Finland is constantly moving towards educational innovation, and there is a strong emphasis on skills-based learning. The following is a list of cross-curricular competencies taught across the board: thinking skills, cultural knowledge, everyday life skills, multi-literacy skills, information/communication/technology literacy, entrepreneurial skills, and participation skills, which incorporate active citizenship and building a sustainable future.
There are no mandated standardized tests in Finland, apart from one exam at the end of students’ senior year in high school. There are no rankings, no comparisons or competition between students, schools or regions.
Finland’s schools are publicly funded. The people in the government agencies running them, from national officials to local authorities, are educators, not business people, military leaders, or career politicians. Every school has the same national goals and draws from the same pool of university-trained educators. The result is that a Finnish child has a good shot at getting the same quality education no matter whether he or she lives in a rural village or a university town.
The differences between weakest and strongest students are the smallest in the world, according to the most recent survey by the Organization for Economic Co-operation and Development (OECD).
“Equality is the most important word in Finnish education. All political parties on the right and left agree on this,” said Olli Luukkainen, president of Finland’s powerful teacher’s union.
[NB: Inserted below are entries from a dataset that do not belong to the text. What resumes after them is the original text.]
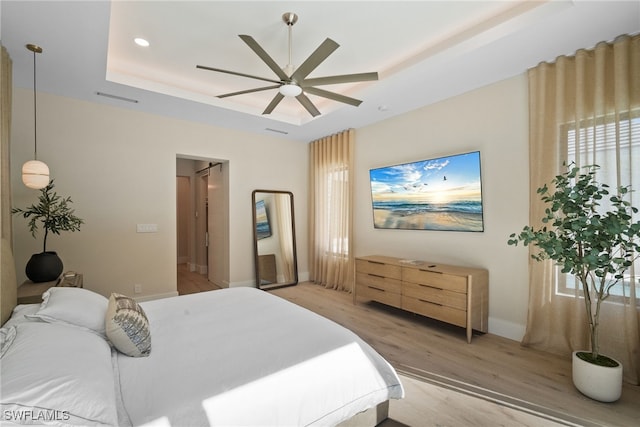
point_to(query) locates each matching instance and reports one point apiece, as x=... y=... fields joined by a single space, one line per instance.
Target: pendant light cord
x=35 y=111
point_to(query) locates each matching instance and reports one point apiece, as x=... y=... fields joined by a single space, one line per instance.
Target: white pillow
x=54 y=374
x=21 y=314
x=75 y=306
x=127 y=326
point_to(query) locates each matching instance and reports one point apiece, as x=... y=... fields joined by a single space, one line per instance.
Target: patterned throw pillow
x=127 y=326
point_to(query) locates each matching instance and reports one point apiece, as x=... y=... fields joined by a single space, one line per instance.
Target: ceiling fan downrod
x=290 y=19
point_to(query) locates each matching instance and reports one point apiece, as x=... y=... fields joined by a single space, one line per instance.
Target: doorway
x=202 y=213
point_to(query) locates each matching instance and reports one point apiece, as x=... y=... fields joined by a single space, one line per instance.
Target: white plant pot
x=597 y=382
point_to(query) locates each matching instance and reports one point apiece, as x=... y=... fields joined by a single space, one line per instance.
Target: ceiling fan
x=294 y=82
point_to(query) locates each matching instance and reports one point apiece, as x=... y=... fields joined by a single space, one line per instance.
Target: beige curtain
x=585 y=108
x=5 y=128
x=284 y=218
x=330 y=211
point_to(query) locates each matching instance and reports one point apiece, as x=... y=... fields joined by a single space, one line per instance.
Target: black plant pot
x=44 y=267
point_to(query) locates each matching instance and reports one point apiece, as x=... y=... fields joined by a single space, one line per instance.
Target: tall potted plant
x=597 y=244
x=55 y=214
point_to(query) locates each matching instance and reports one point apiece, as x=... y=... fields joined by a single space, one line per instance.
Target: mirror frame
x=255 y=241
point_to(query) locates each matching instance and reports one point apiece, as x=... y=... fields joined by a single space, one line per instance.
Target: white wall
x=493 y=120
x=119 y=167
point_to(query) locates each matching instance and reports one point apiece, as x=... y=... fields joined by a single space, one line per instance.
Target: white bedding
x=245 y=357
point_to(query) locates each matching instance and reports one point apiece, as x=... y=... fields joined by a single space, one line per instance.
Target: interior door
x=217 y=225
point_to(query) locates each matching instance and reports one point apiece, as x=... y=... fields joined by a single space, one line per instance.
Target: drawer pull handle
x=430 y=287
x=431 y=271
x=430 y=302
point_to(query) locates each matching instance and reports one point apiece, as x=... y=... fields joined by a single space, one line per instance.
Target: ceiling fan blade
x=235 y=73
x=332 y=95
x=274 y=102
x=345 y=78
x=259 y=89
x=308 y=105
x=320 y=54
x=250 y=41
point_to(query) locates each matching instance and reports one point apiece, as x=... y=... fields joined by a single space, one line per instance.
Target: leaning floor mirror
x=274 y=239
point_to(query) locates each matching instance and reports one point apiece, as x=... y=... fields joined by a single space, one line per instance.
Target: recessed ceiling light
x=141 y=42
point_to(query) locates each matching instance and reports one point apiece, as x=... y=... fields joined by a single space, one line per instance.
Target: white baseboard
x=503 y=328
Teachers in Finland spend fewer hours at school each day and spend less time in classrooms and use the extra time to build curriculums and assess their students. Children spend far more time playing outside, even in the depths of winter. Homework is minimal. Compulsory schooling does not begin until age 7.
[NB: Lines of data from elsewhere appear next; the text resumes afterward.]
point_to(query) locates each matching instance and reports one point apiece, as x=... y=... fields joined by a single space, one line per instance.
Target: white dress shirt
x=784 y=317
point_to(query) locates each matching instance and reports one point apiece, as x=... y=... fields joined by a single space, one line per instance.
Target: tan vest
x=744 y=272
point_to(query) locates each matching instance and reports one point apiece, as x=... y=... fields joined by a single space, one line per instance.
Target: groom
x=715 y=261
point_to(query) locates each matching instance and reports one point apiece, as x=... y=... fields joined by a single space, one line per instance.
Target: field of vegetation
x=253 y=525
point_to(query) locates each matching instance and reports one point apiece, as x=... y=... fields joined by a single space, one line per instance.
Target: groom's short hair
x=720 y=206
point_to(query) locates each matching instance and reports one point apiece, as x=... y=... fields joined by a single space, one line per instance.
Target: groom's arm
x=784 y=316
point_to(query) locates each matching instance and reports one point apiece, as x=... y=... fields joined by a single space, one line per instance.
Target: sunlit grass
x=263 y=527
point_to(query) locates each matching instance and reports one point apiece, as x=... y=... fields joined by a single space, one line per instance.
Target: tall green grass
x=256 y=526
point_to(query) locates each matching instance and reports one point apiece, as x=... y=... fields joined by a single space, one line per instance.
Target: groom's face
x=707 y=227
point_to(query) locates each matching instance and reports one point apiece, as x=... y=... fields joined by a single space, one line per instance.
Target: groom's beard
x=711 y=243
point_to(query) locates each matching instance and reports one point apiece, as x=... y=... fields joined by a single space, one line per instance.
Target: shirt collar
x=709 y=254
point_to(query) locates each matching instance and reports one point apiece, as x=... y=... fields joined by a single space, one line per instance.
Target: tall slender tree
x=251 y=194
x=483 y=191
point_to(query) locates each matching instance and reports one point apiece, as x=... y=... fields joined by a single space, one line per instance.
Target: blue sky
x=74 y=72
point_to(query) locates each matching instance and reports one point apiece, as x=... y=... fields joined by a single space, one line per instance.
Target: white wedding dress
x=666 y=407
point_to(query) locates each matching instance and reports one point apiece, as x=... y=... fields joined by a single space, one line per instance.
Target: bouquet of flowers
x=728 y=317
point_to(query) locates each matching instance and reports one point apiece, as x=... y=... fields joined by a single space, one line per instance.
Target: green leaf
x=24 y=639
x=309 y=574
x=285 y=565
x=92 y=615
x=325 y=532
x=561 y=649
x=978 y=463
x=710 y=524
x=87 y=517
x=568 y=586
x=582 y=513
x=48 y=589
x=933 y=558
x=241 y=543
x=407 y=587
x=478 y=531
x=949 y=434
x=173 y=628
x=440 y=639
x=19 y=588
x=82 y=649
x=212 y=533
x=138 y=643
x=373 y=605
The transformation of the Finns’ education system began some 40 years ago as the key propellent of the country’s economic recovery plan. Educators had little idea it was so successful until 2000, when the first results from the Program for International Student Assessment (PISA), a standardized test given to 15-year-olds in more than 40 global venues, revealed Finnish youth to be the best young readers in the world. Three years later, they led in math. By 2006, Finland was first out of 57 countries (and a few cities) in science. In the 2009 PISA scores released last year, the nation came in second in science, third in reading and sixth in math among nearly half a million students worldwide.